Six of us went to the mountains this weekend, settling in to nature over the course of Saturday like leaves soaking up the damp of a forest floor. I never quite got there. By all other accounts the journey was successful. We ended the trip with the same number of people we started with - no losses of health or good nature. The food and camping proceeded without a single hitch, and our photographs came out beautifully.
Still, as we wended our way back down the mountain, I realized my error. I had come to the mountains to be soothed, but never sat still enough to feel her touch. What did that flower look like? How did the bark of the tree feel? What was the taste of those s'mores? The pages of my journal sat unfilled, and I too, remained empty.
Days later, I realize the slow workings of nature. On Tuesday I sleep for 11 hours, in such torpor that nothing awakens me - not alarm, phone call or conscious memory of obligations made. When I finally open my eyes, I have to tell myself "morning. it's morning." But that day, I dance for nearly 3 hours, drowning in the pleasure of my muscles reawakening, nerve endings reconnecting, the floor holding my feet.

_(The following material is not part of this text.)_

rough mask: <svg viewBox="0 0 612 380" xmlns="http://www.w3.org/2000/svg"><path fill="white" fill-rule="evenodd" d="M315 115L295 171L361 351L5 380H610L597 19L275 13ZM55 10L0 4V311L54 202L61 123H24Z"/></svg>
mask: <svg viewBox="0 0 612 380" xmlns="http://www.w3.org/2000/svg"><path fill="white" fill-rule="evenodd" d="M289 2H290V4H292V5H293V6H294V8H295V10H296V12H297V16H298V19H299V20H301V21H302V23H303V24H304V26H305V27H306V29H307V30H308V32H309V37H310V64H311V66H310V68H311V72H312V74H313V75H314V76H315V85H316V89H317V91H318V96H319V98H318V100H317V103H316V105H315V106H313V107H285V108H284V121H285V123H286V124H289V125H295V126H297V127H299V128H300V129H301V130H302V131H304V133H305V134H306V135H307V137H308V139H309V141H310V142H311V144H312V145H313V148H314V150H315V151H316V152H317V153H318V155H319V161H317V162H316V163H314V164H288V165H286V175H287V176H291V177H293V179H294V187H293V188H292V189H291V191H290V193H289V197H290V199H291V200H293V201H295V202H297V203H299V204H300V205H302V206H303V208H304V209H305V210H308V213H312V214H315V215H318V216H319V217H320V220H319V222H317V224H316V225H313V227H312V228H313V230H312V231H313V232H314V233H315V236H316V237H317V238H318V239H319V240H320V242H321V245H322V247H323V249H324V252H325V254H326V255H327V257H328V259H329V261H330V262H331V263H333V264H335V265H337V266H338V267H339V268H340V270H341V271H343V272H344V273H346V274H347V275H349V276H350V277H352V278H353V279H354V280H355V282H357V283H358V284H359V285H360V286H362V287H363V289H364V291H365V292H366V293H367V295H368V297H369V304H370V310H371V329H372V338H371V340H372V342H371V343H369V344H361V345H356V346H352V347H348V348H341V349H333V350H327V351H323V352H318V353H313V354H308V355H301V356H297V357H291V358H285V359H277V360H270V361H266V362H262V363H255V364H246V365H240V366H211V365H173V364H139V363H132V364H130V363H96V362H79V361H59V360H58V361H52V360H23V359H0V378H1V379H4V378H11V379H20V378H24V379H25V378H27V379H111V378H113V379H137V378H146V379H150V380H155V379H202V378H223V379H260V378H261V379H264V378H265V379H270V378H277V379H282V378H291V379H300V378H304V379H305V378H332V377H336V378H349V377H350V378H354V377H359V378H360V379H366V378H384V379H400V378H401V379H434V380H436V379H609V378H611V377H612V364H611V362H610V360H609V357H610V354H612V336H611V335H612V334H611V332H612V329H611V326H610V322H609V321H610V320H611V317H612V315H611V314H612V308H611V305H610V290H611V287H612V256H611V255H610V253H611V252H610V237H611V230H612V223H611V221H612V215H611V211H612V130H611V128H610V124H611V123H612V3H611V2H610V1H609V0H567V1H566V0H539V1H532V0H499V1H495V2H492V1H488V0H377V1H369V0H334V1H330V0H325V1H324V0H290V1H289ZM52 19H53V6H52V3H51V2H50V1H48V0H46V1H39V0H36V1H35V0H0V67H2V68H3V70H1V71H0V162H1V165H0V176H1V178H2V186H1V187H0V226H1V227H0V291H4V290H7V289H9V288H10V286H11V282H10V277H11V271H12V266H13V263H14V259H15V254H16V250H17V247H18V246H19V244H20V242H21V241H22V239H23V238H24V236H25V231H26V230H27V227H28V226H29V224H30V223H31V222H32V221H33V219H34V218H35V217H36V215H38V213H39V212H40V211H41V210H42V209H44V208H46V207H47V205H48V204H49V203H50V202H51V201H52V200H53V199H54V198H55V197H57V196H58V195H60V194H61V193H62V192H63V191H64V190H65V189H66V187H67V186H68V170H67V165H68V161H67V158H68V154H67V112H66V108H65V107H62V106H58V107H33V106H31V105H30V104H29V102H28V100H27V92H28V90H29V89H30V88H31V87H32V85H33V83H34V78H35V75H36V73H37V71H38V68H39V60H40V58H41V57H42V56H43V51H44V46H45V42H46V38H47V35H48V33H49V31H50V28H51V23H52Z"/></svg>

While the weather changes moods - one moment clear sunshine and warmth, the next a steady pour of rain, and the next a clarity of stars in an undisturbed sky - I sit here sipping my noodle soup, warding away the encroaching chill, feeling very still. This is time, in life. We give it carelessly, we give it happily, we give it grudgingly. How rare to be able to just sit, absorbing the time. Sorting my thoughts. Tasting the broth.